Na medida em que a narrativa sofre variações no andamento, correndo “a grandes pernadas”, a atmosfera é reestruturada em função de um ponto de vista, vai se tornando autônoma, interior, maleável e densa, abrindo as portas para os domínios psicológicos de grande riqueza e prestígio (MARTIN, 2003). A narração passa a filtrar o mundo de outra maneira, legitimando as afirmações de Dal Farra (1978),’ de que a narrativa nada mais é do que uma postura visual manipuladora de valores nascida do confronto entre luz e sombra e de João Batista de Brito (2006), ao postular que o ponto de vista desencadeia diversas arregimentações para a história, que podem suplantar óticas estabelecidas e instaurar outras. O lugar-comum da discussão sobre contar/mostrar (FRIEDMAN, 2002) ganha roupagem nova, pois, apesar de a “contação” permanecer estável, a “mostra” é inteiramente volatilizada.
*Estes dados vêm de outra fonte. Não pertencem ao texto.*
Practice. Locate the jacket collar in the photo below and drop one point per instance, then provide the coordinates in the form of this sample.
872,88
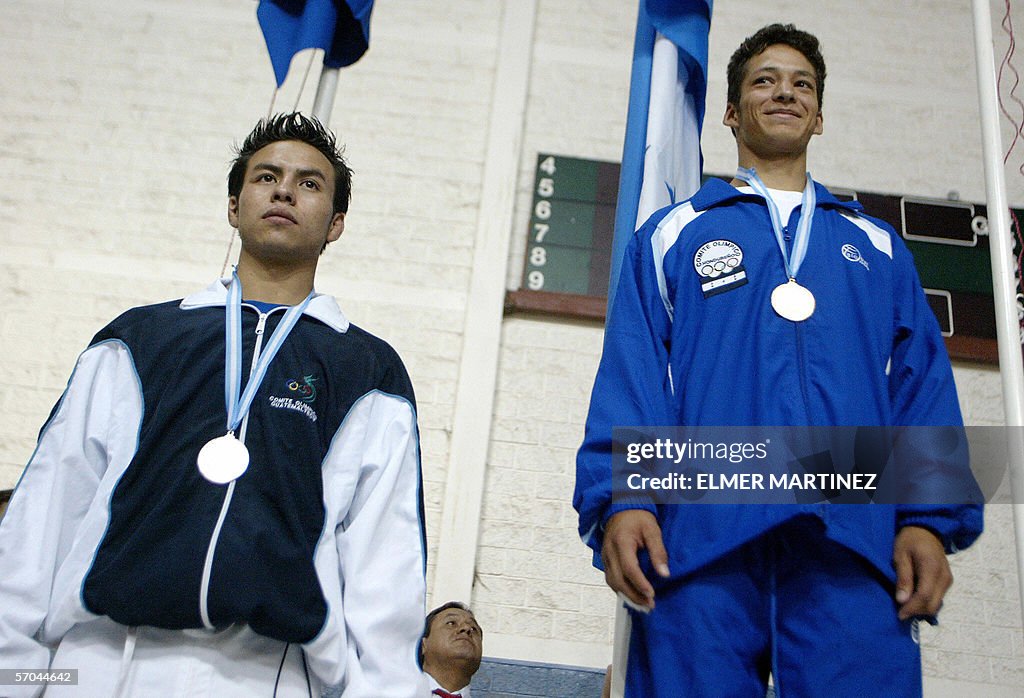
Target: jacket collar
322,307
716,191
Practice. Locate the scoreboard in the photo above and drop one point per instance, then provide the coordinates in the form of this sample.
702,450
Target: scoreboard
568,249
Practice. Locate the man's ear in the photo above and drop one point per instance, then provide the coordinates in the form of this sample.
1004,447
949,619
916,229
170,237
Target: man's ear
337,226
232,211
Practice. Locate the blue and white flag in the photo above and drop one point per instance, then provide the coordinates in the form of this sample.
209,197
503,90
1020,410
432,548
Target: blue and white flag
662,160
341,28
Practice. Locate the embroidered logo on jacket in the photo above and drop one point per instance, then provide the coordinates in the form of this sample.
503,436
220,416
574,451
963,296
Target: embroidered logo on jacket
721,262
853,254
303,389
302,393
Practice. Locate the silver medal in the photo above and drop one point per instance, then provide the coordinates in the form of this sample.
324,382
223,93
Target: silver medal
793,301
222,460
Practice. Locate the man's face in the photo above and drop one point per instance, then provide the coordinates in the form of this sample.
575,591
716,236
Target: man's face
778,111
285,210
454,636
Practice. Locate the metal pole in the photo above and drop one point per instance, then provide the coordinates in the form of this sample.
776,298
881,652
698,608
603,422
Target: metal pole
1004,282
326,89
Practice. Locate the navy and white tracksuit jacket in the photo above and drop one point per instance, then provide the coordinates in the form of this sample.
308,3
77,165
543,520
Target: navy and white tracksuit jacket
320,543
683,347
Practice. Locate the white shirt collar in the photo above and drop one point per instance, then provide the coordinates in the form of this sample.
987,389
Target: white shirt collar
434,685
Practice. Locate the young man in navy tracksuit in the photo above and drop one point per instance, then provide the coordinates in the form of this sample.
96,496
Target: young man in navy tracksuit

A microssérie acompanha essas intermitências do pesado convívio de Bento com Capitu sem que, no entanto, a placidez de espírito dele consiga reverberar na tradução do sentimento em imagem. O que Bento sente é traduzido, na microssérie, exclusivamente como uma sensação de “placidez”, não necessariamente chegando a tocar a alegria. Isso explica a não recorrência da luminosidade nesse segundo momento. O aparecimento de Escobar não basta para iluminar a vida tenebrosa do seminário; a lua-de-mel e os dias de paz na Tijuca não são suficientes para fazer Dom Casmurro se

descontrair e rir com as lembranças, como faz Capitu. As cenas da lua-de-mel, como as do convívio com o pequeno Ezequiel, têm a opacidade de um retrato velho e a luminosidade, por ironia, só vai aparecer novamente na cena do enterro de Escobar.

Certamente essa mescla de elementos corroborou com o fascínio que a microssérie exerceu sobre o público, inclusive de jovens, conhecedores de vários elementos e recursos narrativos presentes ali.